Настоятель Статьи

Священник Анатолий Куликов: В 18 лет я впервые зашел в Церковь, а в двадцать стал священником

храм святителя Луки Крымского в Екатеринбурге

о. Анатолий Куликов. Храм святителя Луки Крымского. Пасхальное богослужение

Пути Господни неисповедимы и каждый идет ко Господу именно своей, тернистой и полной искушений дорогой. Сегодня о себе и своем пути к Богу нам расскажет настоятель храма святителя Луки (Войно-Ясенецкого) священник Анатолий Куликов.

Очень много мальчиков в детстве мечтают стать космонавтами, летчиками…

— Космонавтом я быть не хотел. Помню, мне моя бабушка, жившая в г. Серове, где есть металлургический комбинат,  говорила – «внучек, становись сталеваром, будешь уважаемым человеком». Я думал, — конечно, нужно быть сталеваром, кем же еще? Лет в 8-9 я уже знал, что сталевар — профессия нужная и необходимая… Потом у меня было увлечение книжками про военных. Ходили слухи о том, что можно в Суворовское училище поступить после 8-ого класса и стать офицером, и на фоне всего этого желание быть военным у меня тоже присутствовало. Потом я начал активно заниматься спортом и мечтал стать выдающимся спортсменом.
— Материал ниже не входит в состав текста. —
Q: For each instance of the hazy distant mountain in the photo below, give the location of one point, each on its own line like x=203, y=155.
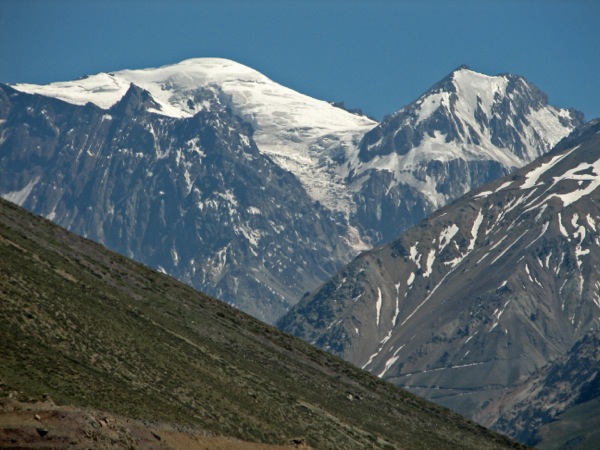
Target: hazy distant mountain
x=480, y=295
x=89, y=328
x=248, y=190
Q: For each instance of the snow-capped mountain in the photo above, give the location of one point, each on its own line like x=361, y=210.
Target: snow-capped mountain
x=191, y=196
x=301, y=134
x=467, y=130
x=243, y=188
x=480, y=295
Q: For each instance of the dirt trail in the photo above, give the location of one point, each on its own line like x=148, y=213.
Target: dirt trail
x=44, y=425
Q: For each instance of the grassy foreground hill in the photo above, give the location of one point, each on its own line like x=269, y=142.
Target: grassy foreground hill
x=90, y=328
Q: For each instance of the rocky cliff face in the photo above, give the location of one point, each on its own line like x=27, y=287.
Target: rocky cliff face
x=467, y=130
x=248, y=190
x=476, y=298
x=192, y=197
x=552, y=408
Класса после девятого, когда наша страна переживала всякие перемены, наступила эпоха дикого капитализма и повсеместно внушалось, что нужно иметь много денег, и все будет отлично. Соответственно, я себя уже видел в большом автомобиле, в высоком кожаном кресле в малиновом пиджаке. Но все это было до той поры, пока Господь мне на голову не капнул чем-то благодатным так, что у меня изменилось мировоззрение.

— А как же это произошло? Что-то предрасполагало в вашей жизни к священству?

— Очень часто мне, тогда еще 20-летнему батюшке, задавали такой вопрос: «вы из верующей, православной семьи?»  Умилялись: «вы, наверное, с детства в Церкви?» Нет, у меня семья абсолютно нецерковная, о вере Христовой я знать ничего не знал, единственный пример видел у своей бабушки, у нее висели какие-то иконы, при этом я ни разу не видел, чтобы она молилась. А вот прабабушка моя, я помню, крестилась время от времени, но никогда не было ни разговоров, ни бесед… Наверное, особо было нечего и сказать. Прабабушка из той категории людей, которые веру как наследство восприняли, как традиции из окружающей жизни, из уклада, а чтобы четко знать, понимать и быть способной донести до других – такого не было.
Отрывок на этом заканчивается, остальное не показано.